The following example shows the use of define:
Define Two-lines
echo Foo
echo $ (BAR)
Endef
8. Environment Variables
The system environment variables of the make runtime can be loaded into the makefile file while the makes is running, but if the variable is already defined in makefile, or if the variable is brought in by the Make command line, the value of the system's environment variable will be overwritten. (If make specifies the "-e" parameter, the system environment variable overrides the variable defined in makefile.)
Therefore, if you set the "CFLAGS" environment variable in the environment variable, you can use this variable in all makefile. This is a great benefit for us to use uniform compilation parameters. If cflags is defined in makefile, then the variable in makefile is used, and if there is no definition then the value of the system environment variable is used, a commonality and a unity of personality, much like the attributes of "global variables" and "local variables".
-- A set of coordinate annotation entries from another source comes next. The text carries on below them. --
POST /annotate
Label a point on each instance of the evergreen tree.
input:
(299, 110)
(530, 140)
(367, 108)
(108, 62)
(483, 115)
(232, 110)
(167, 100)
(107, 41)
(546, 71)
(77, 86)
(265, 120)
When make nested calls, the variables defined in the upper makefile are passed to the lower makefile as a system environment variable. Of course, by default, only variables that are set through the command line are passed. Variables defined in the file, if passed to the lower makefile, need to be declared using the Exprot keyword.
9. Target Variables
The variables defined in makefile above are all "global variables", which we can access throughout the file. Of course, except for "automation variables", such as "$<", such as the amount of automation variables such as "Regular variable", the value of this variable depends on the goal of the rule and the definition of dependent targets.
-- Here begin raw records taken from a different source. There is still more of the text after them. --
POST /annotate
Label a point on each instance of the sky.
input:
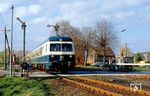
(133, 15)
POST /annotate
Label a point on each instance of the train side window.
(46, 48)
(55, 47)
(67, 47)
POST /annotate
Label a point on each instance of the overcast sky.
(133, 15)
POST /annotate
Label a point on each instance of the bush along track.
(14, 86)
Of course, you can also set a local variable for a target, which is called "Target-specific Variable", and it can have the same name as "global variable" because its scope is only in this rule and the rules, so its value is only valid within the scope of the action. The values of global variables other than the rule chain are not affected.
Its syntax is:
<target ...>: <variable-assignment>
<target ...>: Overide <variable-assignment>
<variable-assignment> can be a variety of assignment expressions previously mentioned, such as "=", ": =", "+ =" or "? = ". The second syntax is for variables that are brought into the make command line, or for system environment variables.
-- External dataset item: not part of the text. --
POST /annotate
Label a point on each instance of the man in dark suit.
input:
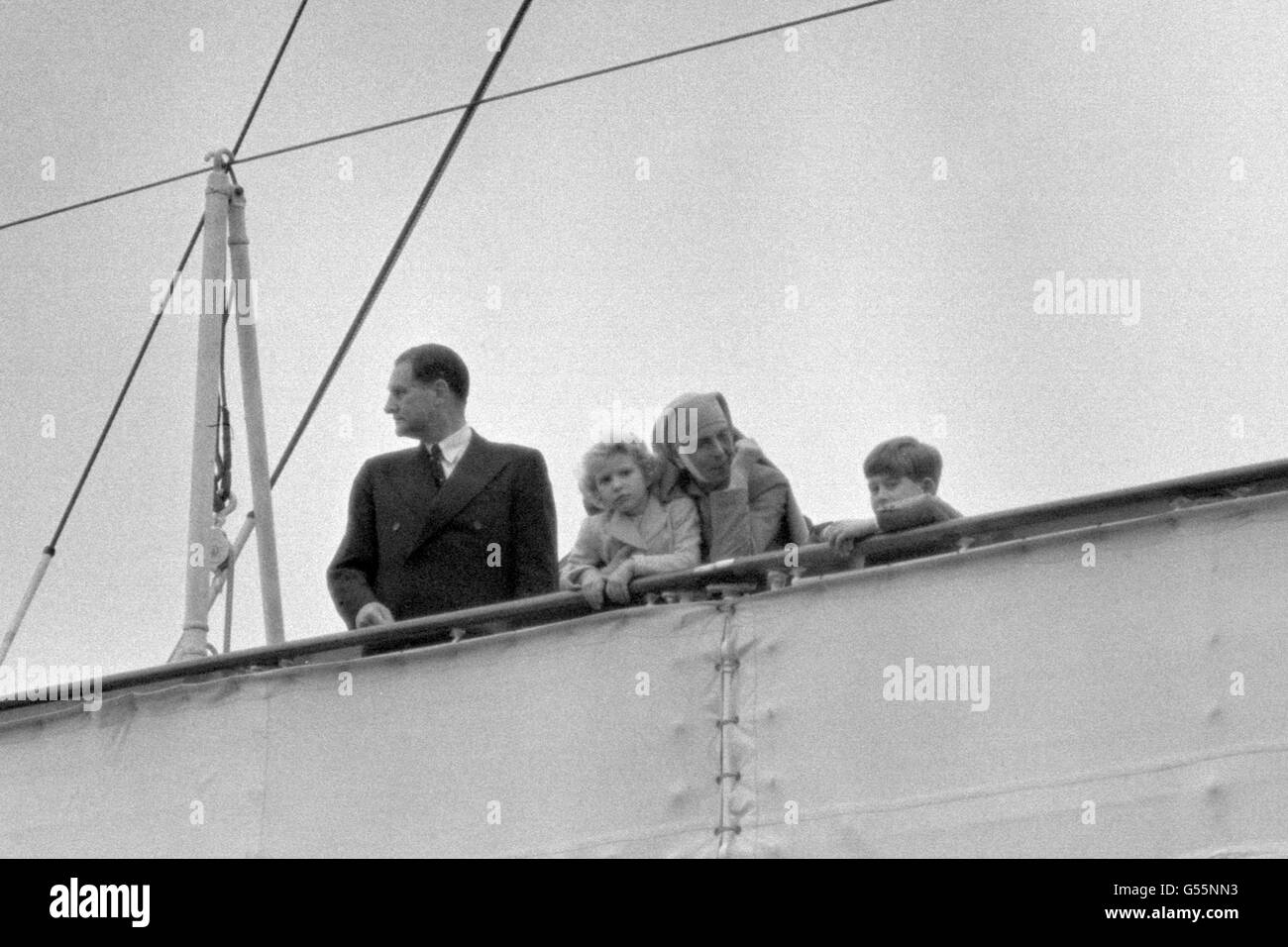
(451, 523)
This feature is very useful when we set up a variable that will act on all the rules that are thrown by the target. Such as:
Prog:cflags = g
PROG:PROG.O foo.o BAR.O
$ (CC) $ (CFLAGS) PROG.O foo.o BAR.O
Prog.o:prog.c
$ (CC) $ (CFLAGS) prog.c
Foo.o:foo.c
$ (CC) $ (CFLAGS) foo.c
Bar.o:bar.c
$ (CC) $ (CFLAGS) bar.c
In this example, regardless of the global value of $ (CFLAGS), the value of $ (BAR.O) is "-G" in the prog target, and in all the rules that it throws (PROG.O foo.o CFLAGS rule).
10. Mode variables
In GNU make, schema variables (pattern-specific Variable) are also supported, and through the target variables above, we know that variables can be defined on a target. The advantage of a pattern variable is that we can give a "pattern" that defines a variable in all targets that conform to that pattern.
The "mode" of make usually contains at least one "%", so we can define the target variable for all targets ending with [. O] as follows:
%.o:cflags =-O
Similarly, the syntax of a pattern variable is the same as the "Target variable":
<pattern ...>: <variable-assignment>
<pattern ...>: Override <variable-assignment>
Override is also for variables passed in to the system environment, or variables specified by the Make command line.